Background information
- Born: Kenneth Williams January 13, 1939 Fernandina Beach, Florida, U.S.
- Died: June 17, 2022 (aged 83) Manhasset, New York
- Occupations: Songwriter Record producer Arranger Singer Vocalist Engineer Pianist CEO
- Instruments: Piano
- Years active: 1959–2022
- Spouse: Mary Seymour Williams
- Website: adishatunes.com/about-1

= Ken Williams (songwriter) =

American songwriter (1939–2022)

Kenneth Williams (January 13, 1939 – June 17, 2022) was an American songwriter, record producer, arranger and singer, best known for the 1972 hit song "Everybody Plays the Fool” which he co-wrote with J. R. Bailey and Rudy Clark, and was recorded by American R&B group The Main Ingredient and also by Aaron Neville. It reached No. 3 on the Billboard Hot 100 in 1972. It peaked at No. 2 on the Billboard R&B chart and at No. 25 on the Adult Contemporary chart.

Williams was the CEO and founder of the publishing company A-Dish-A-Tunes Music LLC.

== Early life ==
Williams was born on January 13, 1939, in Fernandina Beach, Florida. He studied music at Peck High School in his hometown. After graduating, he joined the Air Force and, while stationed in Great Falls, Montana, he formed a group called The Chuck A Lucks. The group members were Joseph R. Dubois, Robert Lee Clark, Dwight John Osborne, Ronald Tucker and Kenneth Williams.

== Career ==
Williams left the Air Force in 1959 and moved to New York City to pursue a career in music but he found it rough in New York City and decided to return to Florida. There, he joined a band and played jazz in clubs. Things did not work out in Florida, so he went back to New York and soon thereafter he started writing for a local publishing company.

In 1961, Warner Bros released a debut single from the Chuck-A-Lucks with tracks "Pick Up And Deliver" and "Long John". A few months later, "Cotton Pickin' Love" and "I’m Hospitalized Over You" followed.

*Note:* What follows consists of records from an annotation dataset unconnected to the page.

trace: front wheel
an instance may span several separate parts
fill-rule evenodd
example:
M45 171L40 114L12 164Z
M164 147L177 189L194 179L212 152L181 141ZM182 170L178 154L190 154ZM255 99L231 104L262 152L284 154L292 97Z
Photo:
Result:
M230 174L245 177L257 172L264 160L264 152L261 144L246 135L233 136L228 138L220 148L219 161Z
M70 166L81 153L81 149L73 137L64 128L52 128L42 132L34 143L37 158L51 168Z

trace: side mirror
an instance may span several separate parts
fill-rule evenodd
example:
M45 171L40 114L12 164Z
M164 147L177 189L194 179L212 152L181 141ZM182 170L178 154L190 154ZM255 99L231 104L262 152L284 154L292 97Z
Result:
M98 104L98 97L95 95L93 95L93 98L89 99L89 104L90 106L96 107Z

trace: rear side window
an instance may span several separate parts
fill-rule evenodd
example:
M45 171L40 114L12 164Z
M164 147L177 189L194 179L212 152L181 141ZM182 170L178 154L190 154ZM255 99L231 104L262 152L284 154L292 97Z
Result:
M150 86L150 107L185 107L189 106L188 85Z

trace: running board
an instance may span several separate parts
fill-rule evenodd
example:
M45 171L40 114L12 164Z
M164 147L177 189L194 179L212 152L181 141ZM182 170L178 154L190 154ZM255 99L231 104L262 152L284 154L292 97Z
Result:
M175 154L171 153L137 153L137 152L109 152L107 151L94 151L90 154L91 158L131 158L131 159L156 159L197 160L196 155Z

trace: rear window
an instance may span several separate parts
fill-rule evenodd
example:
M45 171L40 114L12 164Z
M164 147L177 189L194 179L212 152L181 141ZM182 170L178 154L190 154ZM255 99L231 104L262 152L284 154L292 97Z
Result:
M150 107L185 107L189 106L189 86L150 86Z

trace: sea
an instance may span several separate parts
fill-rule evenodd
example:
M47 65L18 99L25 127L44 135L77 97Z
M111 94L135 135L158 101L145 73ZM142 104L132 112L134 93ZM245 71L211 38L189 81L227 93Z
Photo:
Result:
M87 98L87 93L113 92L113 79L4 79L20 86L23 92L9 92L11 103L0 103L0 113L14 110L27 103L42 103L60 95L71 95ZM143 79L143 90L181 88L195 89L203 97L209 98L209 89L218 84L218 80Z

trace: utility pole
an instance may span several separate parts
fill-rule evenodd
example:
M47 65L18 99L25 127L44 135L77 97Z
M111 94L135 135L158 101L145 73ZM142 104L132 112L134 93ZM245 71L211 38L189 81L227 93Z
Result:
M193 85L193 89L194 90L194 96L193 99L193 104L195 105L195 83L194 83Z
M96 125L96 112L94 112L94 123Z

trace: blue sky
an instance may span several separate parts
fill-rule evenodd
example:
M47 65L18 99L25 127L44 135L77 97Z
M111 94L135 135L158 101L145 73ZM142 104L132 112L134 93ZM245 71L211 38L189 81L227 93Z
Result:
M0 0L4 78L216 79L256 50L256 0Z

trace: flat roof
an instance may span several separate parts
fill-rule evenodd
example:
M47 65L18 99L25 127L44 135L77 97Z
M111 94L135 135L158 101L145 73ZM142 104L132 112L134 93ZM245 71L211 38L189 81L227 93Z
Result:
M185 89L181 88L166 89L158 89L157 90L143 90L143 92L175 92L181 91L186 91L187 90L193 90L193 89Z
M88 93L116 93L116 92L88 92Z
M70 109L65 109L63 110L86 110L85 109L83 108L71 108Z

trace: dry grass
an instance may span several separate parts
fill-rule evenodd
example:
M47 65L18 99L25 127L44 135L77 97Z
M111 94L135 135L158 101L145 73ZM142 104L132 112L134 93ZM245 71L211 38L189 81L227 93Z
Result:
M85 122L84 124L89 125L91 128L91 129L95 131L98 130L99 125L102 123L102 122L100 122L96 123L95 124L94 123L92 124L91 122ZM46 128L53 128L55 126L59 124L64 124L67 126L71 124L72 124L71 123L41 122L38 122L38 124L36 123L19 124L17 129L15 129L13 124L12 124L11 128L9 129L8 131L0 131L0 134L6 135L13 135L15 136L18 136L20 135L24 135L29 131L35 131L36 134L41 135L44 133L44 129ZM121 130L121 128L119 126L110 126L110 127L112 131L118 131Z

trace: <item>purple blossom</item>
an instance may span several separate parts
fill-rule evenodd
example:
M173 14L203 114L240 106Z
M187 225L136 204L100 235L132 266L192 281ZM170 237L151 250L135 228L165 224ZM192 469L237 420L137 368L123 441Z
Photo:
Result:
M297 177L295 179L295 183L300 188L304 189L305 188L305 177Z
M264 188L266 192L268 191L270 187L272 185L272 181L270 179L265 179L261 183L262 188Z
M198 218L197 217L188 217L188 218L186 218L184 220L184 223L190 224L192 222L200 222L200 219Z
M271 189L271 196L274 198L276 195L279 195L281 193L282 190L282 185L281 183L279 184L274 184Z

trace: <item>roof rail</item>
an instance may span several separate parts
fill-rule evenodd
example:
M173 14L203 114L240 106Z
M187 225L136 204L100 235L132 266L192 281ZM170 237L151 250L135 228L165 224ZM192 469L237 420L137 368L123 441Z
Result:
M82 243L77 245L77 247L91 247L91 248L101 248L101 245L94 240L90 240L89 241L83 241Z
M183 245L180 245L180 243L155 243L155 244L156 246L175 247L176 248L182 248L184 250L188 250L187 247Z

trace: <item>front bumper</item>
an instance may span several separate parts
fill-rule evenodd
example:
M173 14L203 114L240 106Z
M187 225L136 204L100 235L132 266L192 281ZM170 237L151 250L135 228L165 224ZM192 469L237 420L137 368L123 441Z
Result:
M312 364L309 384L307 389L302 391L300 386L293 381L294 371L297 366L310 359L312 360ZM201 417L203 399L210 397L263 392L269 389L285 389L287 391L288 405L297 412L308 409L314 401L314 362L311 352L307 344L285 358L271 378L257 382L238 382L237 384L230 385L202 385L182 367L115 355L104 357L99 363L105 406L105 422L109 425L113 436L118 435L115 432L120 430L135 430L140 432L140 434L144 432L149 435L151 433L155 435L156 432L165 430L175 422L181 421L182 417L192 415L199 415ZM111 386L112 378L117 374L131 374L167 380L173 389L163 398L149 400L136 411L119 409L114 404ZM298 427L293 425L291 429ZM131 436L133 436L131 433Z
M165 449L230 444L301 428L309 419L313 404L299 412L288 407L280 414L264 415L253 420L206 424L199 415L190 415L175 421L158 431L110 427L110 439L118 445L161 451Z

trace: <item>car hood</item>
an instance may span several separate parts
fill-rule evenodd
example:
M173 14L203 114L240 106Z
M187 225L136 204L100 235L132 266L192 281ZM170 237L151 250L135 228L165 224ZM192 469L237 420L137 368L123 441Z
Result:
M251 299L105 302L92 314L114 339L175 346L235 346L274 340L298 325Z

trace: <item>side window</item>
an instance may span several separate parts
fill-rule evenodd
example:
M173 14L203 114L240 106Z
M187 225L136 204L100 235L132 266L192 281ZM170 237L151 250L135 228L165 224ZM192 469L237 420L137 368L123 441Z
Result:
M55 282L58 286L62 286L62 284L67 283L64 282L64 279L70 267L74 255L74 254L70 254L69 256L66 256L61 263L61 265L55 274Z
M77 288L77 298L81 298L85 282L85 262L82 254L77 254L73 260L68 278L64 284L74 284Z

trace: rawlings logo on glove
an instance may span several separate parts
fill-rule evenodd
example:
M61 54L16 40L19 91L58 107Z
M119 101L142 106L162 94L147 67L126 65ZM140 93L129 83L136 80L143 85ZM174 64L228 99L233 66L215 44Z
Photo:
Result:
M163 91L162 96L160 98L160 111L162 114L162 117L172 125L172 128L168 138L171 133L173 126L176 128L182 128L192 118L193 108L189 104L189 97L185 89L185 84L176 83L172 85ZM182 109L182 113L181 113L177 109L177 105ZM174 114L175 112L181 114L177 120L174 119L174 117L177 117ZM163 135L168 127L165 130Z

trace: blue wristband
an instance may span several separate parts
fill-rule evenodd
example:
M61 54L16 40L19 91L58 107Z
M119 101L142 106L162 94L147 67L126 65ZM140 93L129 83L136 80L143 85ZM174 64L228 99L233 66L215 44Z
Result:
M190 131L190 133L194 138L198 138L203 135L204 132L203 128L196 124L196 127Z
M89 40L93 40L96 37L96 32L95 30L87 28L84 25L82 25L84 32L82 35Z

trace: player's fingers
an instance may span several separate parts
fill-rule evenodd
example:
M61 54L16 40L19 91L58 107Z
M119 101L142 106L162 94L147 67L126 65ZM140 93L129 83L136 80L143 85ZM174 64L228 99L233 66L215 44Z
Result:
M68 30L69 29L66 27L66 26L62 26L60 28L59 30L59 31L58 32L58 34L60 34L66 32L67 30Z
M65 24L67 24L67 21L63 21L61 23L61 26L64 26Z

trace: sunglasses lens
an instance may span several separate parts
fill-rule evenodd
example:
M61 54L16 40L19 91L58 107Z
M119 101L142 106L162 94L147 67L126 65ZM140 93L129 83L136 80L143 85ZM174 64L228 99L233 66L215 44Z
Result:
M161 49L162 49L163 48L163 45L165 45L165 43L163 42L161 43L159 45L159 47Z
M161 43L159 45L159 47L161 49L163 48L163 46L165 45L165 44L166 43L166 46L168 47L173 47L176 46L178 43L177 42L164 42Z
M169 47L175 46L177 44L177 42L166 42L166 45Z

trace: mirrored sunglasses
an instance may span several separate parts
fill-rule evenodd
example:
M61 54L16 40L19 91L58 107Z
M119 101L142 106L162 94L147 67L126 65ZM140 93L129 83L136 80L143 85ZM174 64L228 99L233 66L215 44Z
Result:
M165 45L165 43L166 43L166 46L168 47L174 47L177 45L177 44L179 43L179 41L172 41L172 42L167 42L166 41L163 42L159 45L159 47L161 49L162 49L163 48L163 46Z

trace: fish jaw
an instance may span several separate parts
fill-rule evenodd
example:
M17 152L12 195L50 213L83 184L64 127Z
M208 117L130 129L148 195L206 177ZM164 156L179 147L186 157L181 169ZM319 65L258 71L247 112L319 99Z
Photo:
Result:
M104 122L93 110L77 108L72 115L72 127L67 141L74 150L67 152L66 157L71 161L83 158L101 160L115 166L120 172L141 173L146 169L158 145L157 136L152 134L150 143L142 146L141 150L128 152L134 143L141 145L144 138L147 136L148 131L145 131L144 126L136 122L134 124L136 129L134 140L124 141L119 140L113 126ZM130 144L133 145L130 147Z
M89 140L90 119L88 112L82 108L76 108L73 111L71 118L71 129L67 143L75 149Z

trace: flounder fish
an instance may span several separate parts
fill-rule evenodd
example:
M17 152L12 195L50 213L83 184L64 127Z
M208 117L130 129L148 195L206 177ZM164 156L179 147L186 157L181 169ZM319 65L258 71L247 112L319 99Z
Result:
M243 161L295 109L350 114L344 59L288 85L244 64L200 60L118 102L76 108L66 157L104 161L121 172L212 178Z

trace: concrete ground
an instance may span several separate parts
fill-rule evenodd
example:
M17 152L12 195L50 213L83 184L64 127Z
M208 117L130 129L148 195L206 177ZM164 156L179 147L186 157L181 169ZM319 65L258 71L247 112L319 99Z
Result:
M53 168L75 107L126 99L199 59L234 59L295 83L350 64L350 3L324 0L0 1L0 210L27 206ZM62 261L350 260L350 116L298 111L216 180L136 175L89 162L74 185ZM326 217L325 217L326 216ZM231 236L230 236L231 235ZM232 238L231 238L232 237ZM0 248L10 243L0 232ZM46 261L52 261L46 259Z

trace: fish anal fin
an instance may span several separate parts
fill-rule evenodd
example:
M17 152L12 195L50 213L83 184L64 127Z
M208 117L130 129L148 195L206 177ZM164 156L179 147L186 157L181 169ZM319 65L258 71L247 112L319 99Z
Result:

In 1968, Williams formed a family owned music publishing company called A Dish-A-Tunes LLC. Over six decades, Williams wrote over 500 songs including "Everybody Plays the Fool" which was also recorded by Aaron Neville; “Love, Love, Love” by Donny Hathaway; “I Can’t See Me Without You" by The Impalas; “Sweet Music, Soft Lights and You” recorded by Tom Jones, Millie Jackson and Isaac Hayes; “Only When You’re Lonely” by Holly Maxwell; "Seven Lonely Nights" by the Four Tops; "It’s True I Am Gonna Miss You So" by Carolyn Franklin; “Keep On Holding On” by Margaret Reynolds; "Keep On Loving" by Teddy Pendergrass; “Hoping You Will Come Back” by Sandra Phillips; and many more.

== Personal life and death ==
Williams was married to Mary Seymour Williams, the Broadway actress and singer. He had three sons, a daughter and a step-son.

Williams died at North Shore University Hospital in Manhasset, New York on June 17, 2022, at the age of 83.

== Awards ==
In 2004, Williams' publishing company, A Dish-A-Tunes received a Grammy Award for the song “You Don’t Know My Name”. The song was recorded by Alicia Keys and produced by Kanye West.